January 30, 2012

Tagging Satellites >> Things that were stolen from me were never meant to be mine

Tagging Satellites - "Sun Damage"
(Mag Wheel Records / Recovery Records, 2000)

I bought this CD on eBay last June for next to nothing, after being impressed by the 90-sec. sound samples on iTunes.  I then listened to it over and over on a nighttime drive to Baton Rouge (to see a band called This Will Destroy You) the same day it arrived in my mailbox.  Singer Zera Marvel uses her "goth voice" on this song, though she generally uses a higher, prettier timbre on the other songs.  So this song is not really representative of their overall sound.  The Sonic Youth-y guitar squalls and cavernous "pendulum-style" bassline are like crack to my ears.  "I don't care if you don't wanna go, you're coming to the sun with me" is a pretty interesting / sexy threat.


This song was written entirely by Z.M.  Influential Seattle music mag The Stranger said "Like that dark-haired poet you had a crush on in high school, there's something mysterious and slightly dangerous about Tagging Satellites. The band's second album, Abstract Confessions, is almost a flashback to the moody, art school-influenced underground of pre-breakthrough Jane's Addiction L.A. – wonderfully detached, on-the-verge-of-a-breakdown female vocals paired with music that finds the middle ground between ethereal and the razor's edge."  Uh, what?  Jane's Addiction?  Huge reviewing fail there, unless he/she meant Psi Com.
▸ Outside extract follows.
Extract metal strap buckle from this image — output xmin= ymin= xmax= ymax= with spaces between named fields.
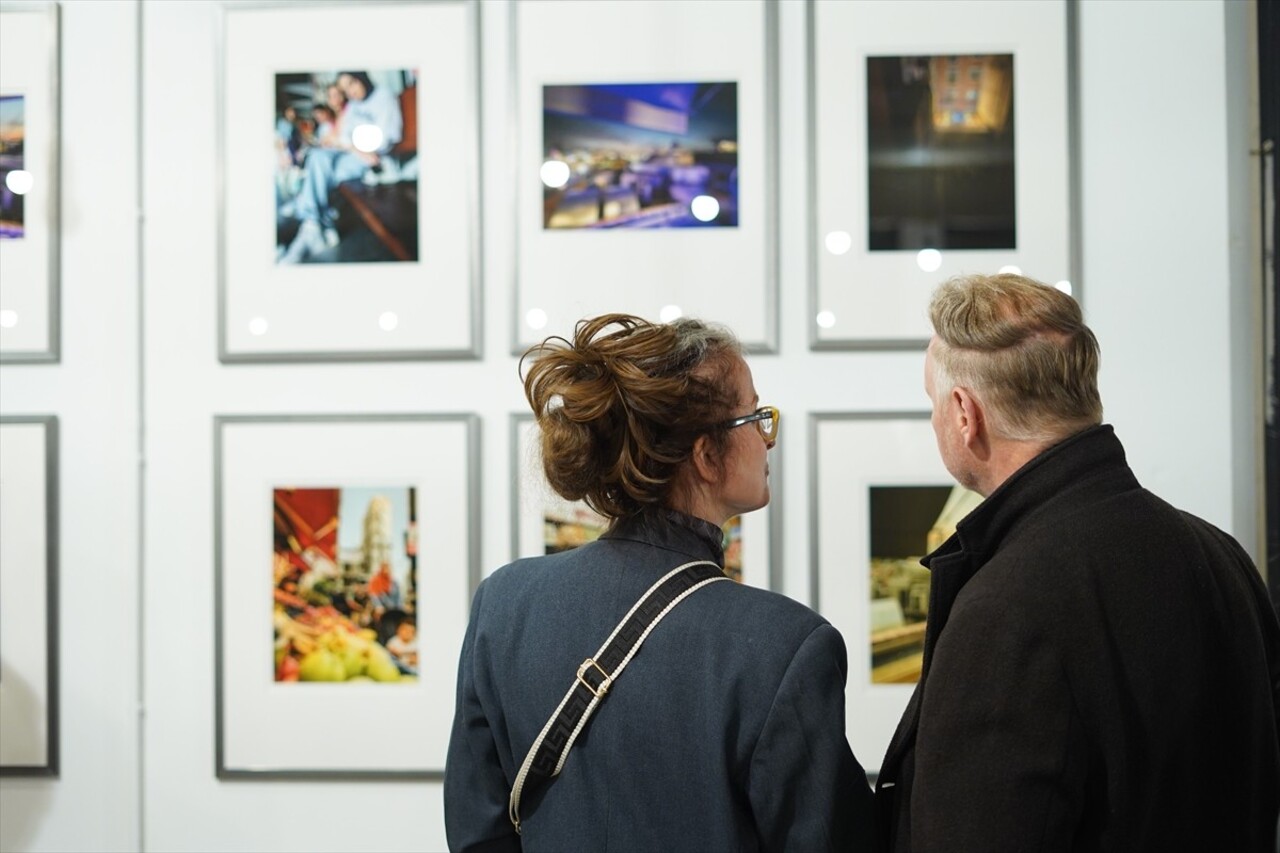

Results of a poll done by The Stranger's online blog in April 2009

The Abstract Confessions CD comes with a bonus music video for the bleak, Codeine-esque "Time On My Halo," but unfortunately it's in RealPlayer format, so I can't upload it to YouTube to share it here.  So here's a clip of Marvel and her husband / bandmate / producer Graig Markel snorkeling:


Pic stolen from an eBay seller; this might be the exact CD I ended up buying.

Remember what I said a few posts ago about how most of my favorite bands end up ditching their shoegaze / noise / post-punk beginnings in favor of more low-key, parent-friendly music?  Well, Marvel put out an Americana-y solo album in 2009, completely forgoing any sort of experimentation or dark undertones.  Oh well.  You can hear the natural twang in her voice even in "Sun Damage," and she lived in South Carolina right before moving to Seattle to co-found Tagging Satellites in 1997, so she does have Southern credentials, and hence I'm not saying her current sound is a put-on, but still.

Last Wednesday at Delgado I saw a truly awesome experimental video projection as part of the Prospect.2 art biennial called Below Sea Level by Paweł Wojtasik.  Make sure to watch it in 720p:


I took that video when I went back to see it again on Friday.  Sorry for the constant panning, but that was the only way I could show everything that was going on on the approx. 350º circular screen.  The dude spent three years making it, so you can spend 15 minutes watching this excerpt of it.  It was deeply moving for me to see my nook in the world portrayed in such a hallucinatory, abstract way, and I'm sure this guy has a bright future ahead of him.  The ambient score is by someone named Stephen Vitiello.

On Friday I watched the 2-hour Chuck series finale, even though I'd never watched the show very much.  I laughed out loud at the scene where the bomb is set to go off as soon as the orchestra stops playing, and as soon as the last notes are dying out and you're bracing yourself for impact, this weird guy Jeffster busts onto the stage doing a keytar rendition of aHa's "Take On Me".   I have to say I wish I had watched this show more.  Today I sprayed some weeds and then played basketball for almost 4 hours at Lutcher Playground w/ Bruce, Chris, Meatball, and about 6 other dudes.  Today everyone called me "Larry" not as a Larry Bird reference, but rather because I was wearing a Larry Johnson Hornets jersey.  Then I watched Alcatraz, but I'm sure Fox will pull the plug on it as soon as the ratings dip by even one viewer, as Fox is notorious for doing.  So I suggest watching this show now if you have any desire to.

Well, this post pretty much had it all in terms of high-octane entertainment value.

Planets with similar climates: Bleach - "Can" (1992), Sonic Youth - "Ghost Bitch" (1984), Esben And The Witch - "Marching Song" (2010), Slint - "Good Morning, Captain" (1991), Warpaint - "Beetles" (2008).